His voice wavered as he began to ramble. “I guess that makes all the students happy. No school all winter long. I always dreamed of Mayfield being a school where they would be glad to come, whose opening in the fall would be welcomed and closing in the spring would be regretted. I never got that far, I guess.

“I didn’t do a really bad job, did I, Ken? Mayfield is a pretty good school, isn’t it?”

“Mayfield is a swell school, Mr. Harris,” said Ken. “It’ll be the best day ever when Mayfield opens up again.”

“Yes ... when school opens again,” Mr. Harris said, and then he was still.

The nurse felt his pulse and regretfully drew the sheet up to cover his face. “I’m sorry,” she said to Ken.

Blindly, he turned and went out to the porch. Mr. Harris, he thought, the little bald-headed man they’d laughed at so often with schoolboy cruelty. He had wanted to make Mayfield a good school, so students would be glad to attend.

He’d done that--almost. Mayfield was a good school.

Ken looked at the rolling clouds of black smoke in the sky. The gunfire seemed less steady now. Suddenly he was running furiously and with all his strength. He turned down Main Street and headed south. He ran until he caught sight of the first nomad he had seen since the events in the Mayor’s Council chamber.

The enemy had stopped his horse, rearing high, while he hurled some kind of incendiary through the window of a house. It exploded inside and billows of flame and smoke poured out. A heart-tight pain gripped Ken. He looked wildly about and saw a fragment of brick lying beside a demolished house nearby.
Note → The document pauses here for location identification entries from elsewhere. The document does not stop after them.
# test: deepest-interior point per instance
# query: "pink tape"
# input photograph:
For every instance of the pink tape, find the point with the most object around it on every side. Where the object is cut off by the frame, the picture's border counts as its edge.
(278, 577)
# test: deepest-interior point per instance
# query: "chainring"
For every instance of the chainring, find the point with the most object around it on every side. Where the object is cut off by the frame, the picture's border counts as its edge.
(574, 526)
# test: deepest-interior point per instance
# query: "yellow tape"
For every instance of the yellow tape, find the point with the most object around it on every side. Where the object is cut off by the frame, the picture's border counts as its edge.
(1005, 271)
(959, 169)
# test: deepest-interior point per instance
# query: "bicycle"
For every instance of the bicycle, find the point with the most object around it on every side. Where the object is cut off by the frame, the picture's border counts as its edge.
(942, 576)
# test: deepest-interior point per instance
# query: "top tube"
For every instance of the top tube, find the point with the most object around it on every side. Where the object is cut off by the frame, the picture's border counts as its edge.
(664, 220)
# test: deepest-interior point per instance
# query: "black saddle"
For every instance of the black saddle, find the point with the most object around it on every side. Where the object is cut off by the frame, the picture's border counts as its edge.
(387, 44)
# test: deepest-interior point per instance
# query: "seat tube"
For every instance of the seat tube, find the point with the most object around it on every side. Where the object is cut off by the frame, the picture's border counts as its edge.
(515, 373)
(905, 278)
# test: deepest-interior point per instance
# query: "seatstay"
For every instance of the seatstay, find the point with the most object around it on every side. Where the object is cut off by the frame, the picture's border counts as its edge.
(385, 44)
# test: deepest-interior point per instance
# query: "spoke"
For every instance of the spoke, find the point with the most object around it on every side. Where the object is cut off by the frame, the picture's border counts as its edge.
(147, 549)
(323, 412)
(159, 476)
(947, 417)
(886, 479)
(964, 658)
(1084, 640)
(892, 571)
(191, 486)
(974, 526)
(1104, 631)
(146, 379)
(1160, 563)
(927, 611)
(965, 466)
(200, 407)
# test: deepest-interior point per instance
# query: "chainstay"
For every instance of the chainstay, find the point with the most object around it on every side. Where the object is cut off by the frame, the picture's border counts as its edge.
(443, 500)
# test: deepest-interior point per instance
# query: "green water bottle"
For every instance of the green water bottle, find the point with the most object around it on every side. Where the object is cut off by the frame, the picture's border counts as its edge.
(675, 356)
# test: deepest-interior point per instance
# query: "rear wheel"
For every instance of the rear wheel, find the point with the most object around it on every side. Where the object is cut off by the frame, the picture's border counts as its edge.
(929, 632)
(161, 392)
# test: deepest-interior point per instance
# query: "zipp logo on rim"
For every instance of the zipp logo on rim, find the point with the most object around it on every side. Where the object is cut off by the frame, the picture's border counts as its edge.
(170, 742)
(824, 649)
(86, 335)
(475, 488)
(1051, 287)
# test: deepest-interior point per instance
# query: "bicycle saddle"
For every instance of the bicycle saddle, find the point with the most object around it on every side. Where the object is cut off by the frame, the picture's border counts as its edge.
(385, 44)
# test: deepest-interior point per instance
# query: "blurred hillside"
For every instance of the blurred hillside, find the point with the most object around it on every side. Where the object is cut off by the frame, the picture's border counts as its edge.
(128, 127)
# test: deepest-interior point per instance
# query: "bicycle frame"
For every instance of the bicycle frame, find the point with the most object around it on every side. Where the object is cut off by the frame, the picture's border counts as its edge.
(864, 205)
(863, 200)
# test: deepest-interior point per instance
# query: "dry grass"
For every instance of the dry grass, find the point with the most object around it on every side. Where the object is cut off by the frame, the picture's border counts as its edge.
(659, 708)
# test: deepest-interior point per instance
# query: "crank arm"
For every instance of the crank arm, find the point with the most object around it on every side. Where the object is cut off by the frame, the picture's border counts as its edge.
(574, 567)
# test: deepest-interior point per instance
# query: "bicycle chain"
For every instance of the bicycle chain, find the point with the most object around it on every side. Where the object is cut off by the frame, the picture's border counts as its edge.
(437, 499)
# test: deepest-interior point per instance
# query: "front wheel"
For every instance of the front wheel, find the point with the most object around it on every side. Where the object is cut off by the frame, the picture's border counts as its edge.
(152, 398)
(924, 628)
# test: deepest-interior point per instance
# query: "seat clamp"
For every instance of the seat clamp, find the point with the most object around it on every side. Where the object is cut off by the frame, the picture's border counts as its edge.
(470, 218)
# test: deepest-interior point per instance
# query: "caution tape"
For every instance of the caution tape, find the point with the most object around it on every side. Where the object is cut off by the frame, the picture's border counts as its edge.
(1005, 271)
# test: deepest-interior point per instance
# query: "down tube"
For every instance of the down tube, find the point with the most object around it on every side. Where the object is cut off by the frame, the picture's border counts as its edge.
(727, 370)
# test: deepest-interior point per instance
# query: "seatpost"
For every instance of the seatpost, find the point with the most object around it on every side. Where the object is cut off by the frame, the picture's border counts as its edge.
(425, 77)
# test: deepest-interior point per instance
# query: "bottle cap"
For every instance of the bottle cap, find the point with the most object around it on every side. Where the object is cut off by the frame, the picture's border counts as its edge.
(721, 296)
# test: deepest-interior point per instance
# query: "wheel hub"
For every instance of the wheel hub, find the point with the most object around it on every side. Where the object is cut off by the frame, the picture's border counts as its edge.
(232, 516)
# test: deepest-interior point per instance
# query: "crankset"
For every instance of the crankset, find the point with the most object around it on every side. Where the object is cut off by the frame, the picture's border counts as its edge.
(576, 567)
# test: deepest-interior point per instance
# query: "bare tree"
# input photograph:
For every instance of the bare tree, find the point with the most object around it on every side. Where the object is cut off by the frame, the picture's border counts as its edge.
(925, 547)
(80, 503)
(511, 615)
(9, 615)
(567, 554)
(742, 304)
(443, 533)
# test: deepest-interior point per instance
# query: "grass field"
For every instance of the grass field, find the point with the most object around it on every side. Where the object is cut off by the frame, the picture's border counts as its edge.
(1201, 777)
He snatched up the missile and wound up as if pitching one straight over the corner of the plate. The horseman saw the motion of his arm and tried to whirl, but he was too late. The brickbat caught him at the side of the head and he dropped to the snow without a sound. Ken ran forward and caught up the nomad’s rifle and ammunition belt. The horse had fled in panic.
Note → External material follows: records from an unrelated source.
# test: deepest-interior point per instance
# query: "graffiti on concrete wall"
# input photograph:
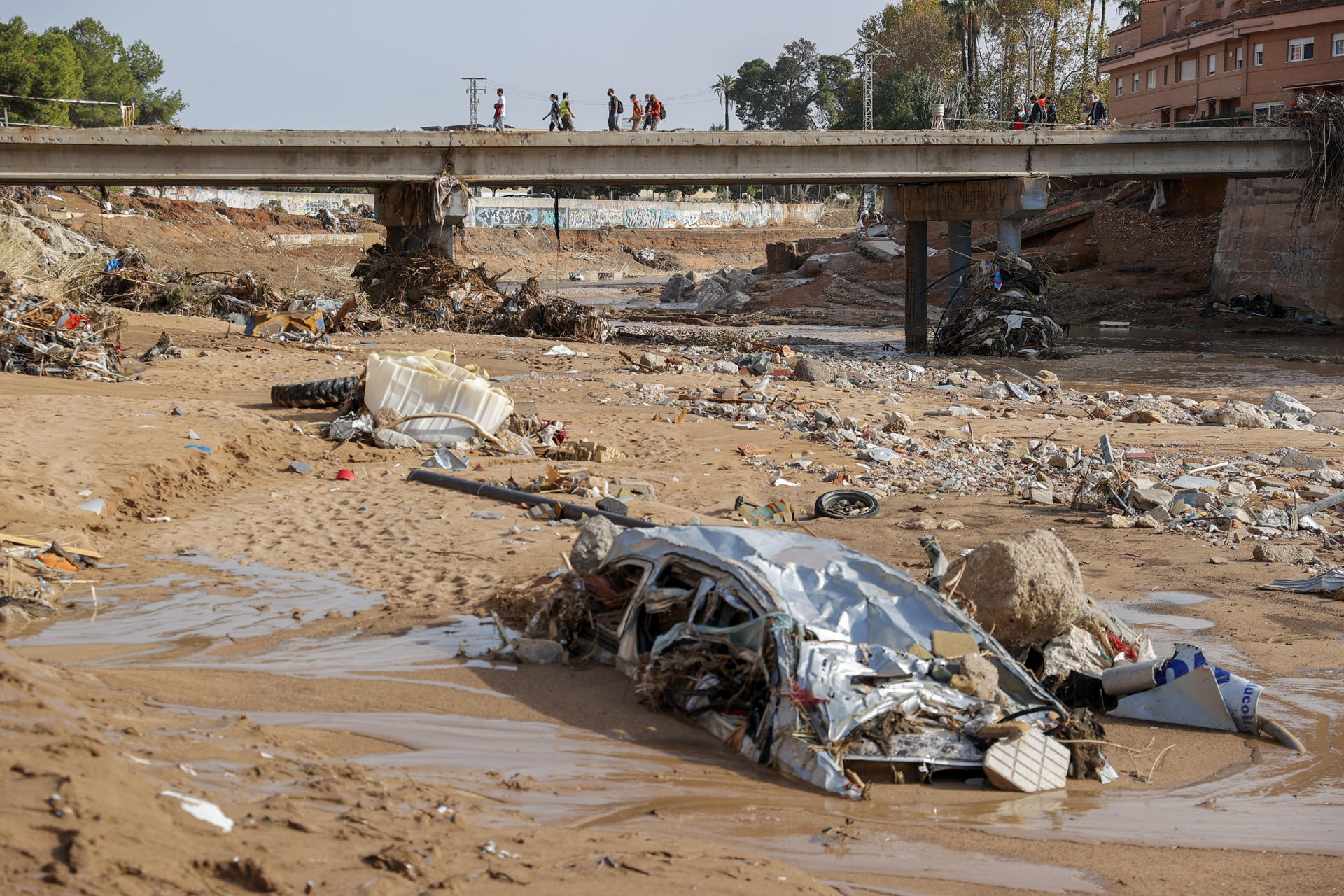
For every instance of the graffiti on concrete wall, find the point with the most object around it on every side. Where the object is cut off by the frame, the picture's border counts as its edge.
(593, 214)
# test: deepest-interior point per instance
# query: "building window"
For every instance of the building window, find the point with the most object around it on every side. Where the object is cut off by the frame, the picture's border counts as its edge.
(1262, 112)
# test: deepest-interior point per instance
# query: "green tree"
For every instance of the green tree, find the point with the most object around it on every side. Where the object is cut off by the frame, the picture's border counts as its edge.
(802, 90)
(723, 86)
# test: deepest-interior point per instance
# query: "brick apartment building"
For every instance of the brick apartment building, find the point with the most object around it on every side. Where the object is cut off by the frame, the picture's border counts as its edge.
(1187, 59)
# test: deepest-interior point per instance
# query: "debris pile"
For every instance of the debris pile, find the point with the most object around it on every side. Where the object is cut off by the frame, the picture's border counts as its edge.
(58, 337)
(1004, 311)
(723, 292)
(426, 288)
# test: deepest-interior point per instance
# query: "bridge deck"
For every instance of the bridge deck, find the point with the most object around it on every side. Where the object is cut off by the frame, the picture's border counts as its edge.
(167, 156)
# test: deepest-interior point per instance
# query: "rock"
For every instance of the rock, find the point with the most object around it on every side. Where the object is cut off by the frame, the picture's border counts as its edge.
(1148, 498)
(811, 370)
(1240, 414)
(391, 438)
(14, 614)
(1294, 554)
(1285, 403)
(977, 678)
(594, 542)
(1294, 460)
(1026, 587)
(538, 652)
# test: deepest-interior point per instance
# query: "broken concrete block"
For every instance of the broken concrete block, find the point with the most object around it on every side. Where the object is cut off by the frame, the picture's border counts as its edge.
(1026, 587)
(1294, 554)
(594, 542)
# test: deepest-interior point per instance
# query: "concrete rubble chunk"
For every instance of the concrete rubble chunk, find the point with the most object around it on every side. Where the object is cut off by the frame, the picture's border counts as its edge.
(1285, 403)
(811, 370)
(1294, 554)
(391, 438)
(1240, 414)
(594, 542)
(1026, 587)
(1294, 460)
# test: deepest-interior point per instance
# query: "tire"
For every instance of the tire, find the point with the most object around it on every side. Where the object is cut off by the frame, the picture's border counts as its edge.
(314, 394)
(847, 504)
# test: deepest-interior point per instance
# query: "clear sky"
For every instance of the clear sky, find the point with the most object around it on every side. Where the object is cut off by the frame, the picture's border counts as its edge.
(398, 64)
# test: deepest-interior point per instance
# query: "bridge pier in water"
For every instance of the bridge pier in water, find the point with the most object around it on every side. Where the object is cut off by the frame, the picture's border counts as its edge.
(1007, 200)
(421, 214)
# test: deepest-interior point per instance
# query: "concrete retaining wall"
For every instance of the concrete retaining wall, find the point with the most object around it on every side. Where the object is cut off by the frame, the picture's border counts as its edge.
(592, 214)
(1264, 248)
(245, 198)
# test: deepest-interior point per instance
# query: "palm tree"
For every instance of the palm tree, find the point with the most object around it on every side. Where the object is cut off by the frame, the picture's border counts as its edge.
(723, 86)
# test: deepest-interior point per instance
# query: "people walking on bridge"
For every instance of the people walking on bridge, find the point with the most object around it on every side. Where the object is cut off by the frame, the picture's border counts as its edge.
(1096, 109)
(654, 112)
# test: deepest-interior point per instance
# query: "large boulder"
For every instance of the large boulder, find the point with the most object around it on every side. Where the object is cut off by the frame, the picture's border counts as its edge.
(811, 370)
(1240, 414)
(1026, 589)
(594, 542)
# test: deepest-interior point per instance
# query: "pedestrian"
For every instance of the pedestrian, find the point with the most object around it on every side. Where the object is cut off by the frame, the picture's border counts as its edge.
(1096, 109)
(1038, 109)
(566, 113)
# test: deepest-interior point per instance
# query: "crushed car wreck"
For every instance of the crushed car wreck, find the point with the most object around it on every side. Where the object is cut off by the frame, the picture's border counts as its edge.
(808, 656)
Without a backward glance Ken raced on down the street toward the dwindling sound of battle. The invaders were retreating, streaming from all directions toward the break in the barrier, firing steadily as they came. The defenders were trying to block the escape.

Ken dropped behind a barricade next to an older man he didn’t know. He searched for an opening and waited for a rider to cross his sights; then he squeezed the trigger and the man fell. When he looked up again the last of the invaders were gone. Only half of those who had come up to the attack were leaving it.

The men around Ken slowly relaxed their terrible tension. From some lying prone there were cries of pain. Those who could stand did so and revealed their drawn faces to one another.

Teams of the medical group began moving again. A horse-drawn wagon was brought up that had been fitted with boards across the sides so that two layers of wounded men could be carried at once.

Ken heard sudden hoofbeats behind and turned. Sheriff Johnson rode up and surveyed the scene. His eye caught Ken’s figure standing in the midst of it, rifle in hand, the captured ammunition belt draped over his shoulder.

“You!” White anger was on Johnson’s face. “You were ordered to stay out of the frontline!” he thundered. “Any other man would be court-martialed for such disobedience. Get back where you belong and don’t show your face in this area again. I’ll jail you for the rest of the fighting if you disobey again!”

Half-ashamed, but half only, for his impulsive action, Ken turned and moved down the street.

“Leave that gun here!” the Sheriff commanded harshly.

Ken gave it to the nearest soldier. He took off the ammunition belt and handed it over too, then resumed his course. He should not have done it, he told himself, but he felt better for it. He felt he had paid a little of his debt to Mr. Harris.